Archived from groups: rec.audio.tech,sci.electronics.basics (More info?)

Someone asked me to attempt to fix an audio problem with a unique
video game system that has internal speakers that do not work at all.
But the system has connections for external speakers. And only one of
the two external speakers will work depending on what game PCB is
plugged into the system. http://www.massystems.com/SuperNova.html

I don't think the problem stems from the game PCBs that hook up to the
system, and was hoping that someone can tell me how to confirm that
all involved leads are carrying signals(using a multimeter).

I need to test the wiring for the internal speakers, as well as any
external speakers that can be plugged into the system.

Thanks a lot.

Darren

More about : working speakers

Anonymous
July 15, 2004 2:01:41 PM

Archived from groups: rec.audio.tech,sci.electronics.basics (More info?)

Does anyone know how to make sure the correct signals are traveling
through all leads and junctions?
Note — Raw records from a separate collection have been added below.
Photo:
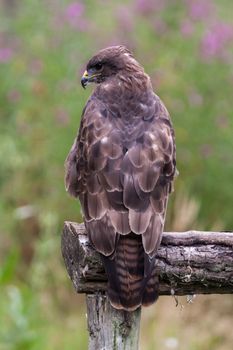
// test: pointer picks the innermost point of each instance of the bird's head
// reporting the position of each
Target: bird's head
(107, 63)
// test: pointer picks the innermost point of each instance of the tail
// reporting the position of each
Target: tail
(132, 279)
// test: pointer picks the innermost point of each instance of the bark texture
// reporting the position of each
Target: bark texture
(111, 329)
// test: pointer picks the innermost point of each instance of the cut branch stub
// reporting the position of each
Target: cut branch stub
(191, 262)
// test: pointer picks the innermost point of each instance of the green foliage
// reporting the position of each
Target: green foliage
(186, 47)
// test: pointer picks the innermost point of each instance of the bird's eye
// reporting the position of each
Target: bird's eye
(98, 66)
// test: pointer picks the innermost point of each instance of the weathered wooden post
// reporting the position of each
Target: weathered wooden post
(188, 263)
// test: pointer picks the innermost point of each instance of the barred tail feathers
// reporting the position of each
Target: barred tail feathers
(131, 277)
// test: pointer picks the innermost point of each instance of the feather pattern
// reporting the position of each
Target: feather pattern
(121, 167)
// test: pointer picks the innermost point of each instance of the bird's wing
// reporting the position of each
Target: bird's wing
(122, 187)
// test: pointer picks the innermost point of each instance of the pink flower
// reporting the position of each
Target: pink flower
(200, 9)
(6, 54)
(147, 6)
(74, 10)
(74, 15)
(186, 28)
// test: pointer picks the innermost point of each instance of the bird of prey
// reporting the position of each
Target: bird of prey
(121, 167)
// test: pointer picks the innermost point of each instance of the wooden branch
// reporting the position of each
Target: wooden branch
(188, 262)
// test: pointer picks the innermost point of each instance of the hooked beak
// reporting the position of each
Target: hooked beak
(84, 80)
(89, 77)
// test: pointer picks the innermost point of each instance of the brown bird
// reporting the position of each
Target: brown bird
(121, 167)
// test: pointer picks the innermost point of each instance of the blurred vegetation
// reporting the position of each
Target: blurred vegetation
(186, 47)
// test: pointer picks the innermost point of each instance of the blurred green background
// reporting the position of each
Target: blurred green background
(186, 46)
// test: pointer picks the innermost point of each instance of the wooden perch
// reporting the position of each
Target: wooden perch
(191, 262)
(188, 262)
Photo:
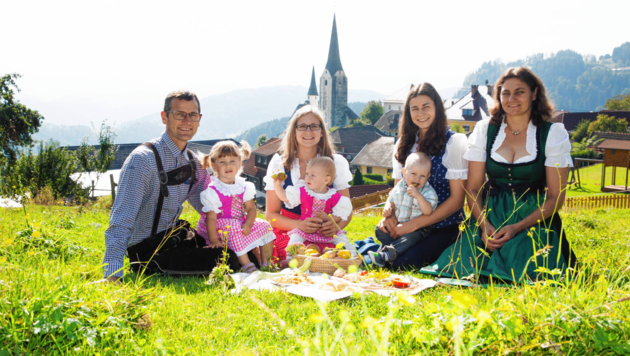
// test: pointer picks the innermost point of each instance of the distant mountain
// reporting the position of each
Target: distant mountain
(270, 128)
(224, 115)
(574, 82)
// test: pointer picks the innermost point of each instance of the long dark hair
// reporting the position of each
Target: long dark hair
(542, 108)
(435, 139)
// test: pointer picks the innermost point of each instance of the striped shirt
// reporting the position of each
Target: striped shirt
(407, 207)
(132, 214)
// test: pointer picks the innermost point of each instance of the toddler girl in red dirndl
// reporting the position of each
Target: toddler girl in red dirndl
(229, 211)
(316, 200)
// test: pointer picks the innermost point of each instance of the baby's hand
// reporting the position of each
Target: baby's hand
(322, 215)
(412, 191)
(247, 229)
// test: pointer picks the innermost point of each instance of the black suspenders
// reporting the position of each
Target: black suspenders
(175, 176)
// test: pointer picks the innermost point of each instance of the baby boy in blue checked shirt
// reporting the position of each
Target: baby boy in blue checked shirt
(410, 198)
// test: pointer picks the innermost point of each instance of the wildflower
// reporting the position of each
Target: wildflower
(316, 318)
(454, 324)
(482, 316)
(406, 299)
(368, 322)
(463, 300)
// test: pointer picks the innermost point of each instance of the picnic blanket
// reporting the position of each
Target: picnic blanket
(316, 292)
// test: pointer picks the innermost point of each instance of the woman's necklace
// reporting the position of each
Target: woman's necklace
(514, 132)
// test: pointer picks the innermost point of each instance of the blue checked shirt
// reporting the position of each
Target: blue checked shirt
(407, 207)
(132, 214)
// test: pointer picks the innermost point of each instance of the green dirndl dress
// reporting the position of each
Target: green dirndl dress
(512, 193)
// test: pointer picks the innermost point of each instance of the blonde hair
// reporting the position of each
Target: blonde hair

All I know is that there is no audio
for the internal speakers.

Thanks.

Darren Harris
Staten Island, New York.
Anonymous
July 16, 2004 4:25:24 PM

Archived from groups: rec.audio.tech,sci.electronics.basics (More info?)

On 14 Jul 2004 16:57:10 -0700, Searcher7@mail.con2.com (Darren Harris)
wrote:

>Someone asked me to attempt to fix an audio problem with a unique
>video game system that has internal speakers that do not work at all.
>But the system has connections for external speakers. And only one of
>the two external speakers will work depending on what game PCB is
>plugged into the system. http://www.massystems.com/SuperNova.html
>
>I don't think the problem stems from the game PCBs that hook up to the
>system, and was hoping that someone can tell me how to confirm that
>all involved leads are carrying signals(using a multimeter).
>
>I need to test the wiring for the internal speakers, as well as any
>external speakers that can be plugged into the system.
>
>Thanks a lot.
>
>Darren

OK, I'll bite on this one. I don't think you are going to have
much luck with the multimeter approach, unless you have
some control over what the signals are. A loud, steady tone
or buzz might register, but many game effects are too
transient to see on a meter. A scope is the tool of choice
for stuff like this, especially because the problem may be
farther upstream than the speaker leads. It might be a
bad amp or volume control, in which case the levels will be
much too low for anything but a scope.

You mention that one speaker works under some conditions.
Here's an idea: Get a pair of headphones and put a resistor
in series with the hot leads, about 1K to 10K range, just so you
don't blast your ears out. Then check how that sounds on
the working channel at various points in the chain from the
amp to the speaker. Compare to the non-working channel.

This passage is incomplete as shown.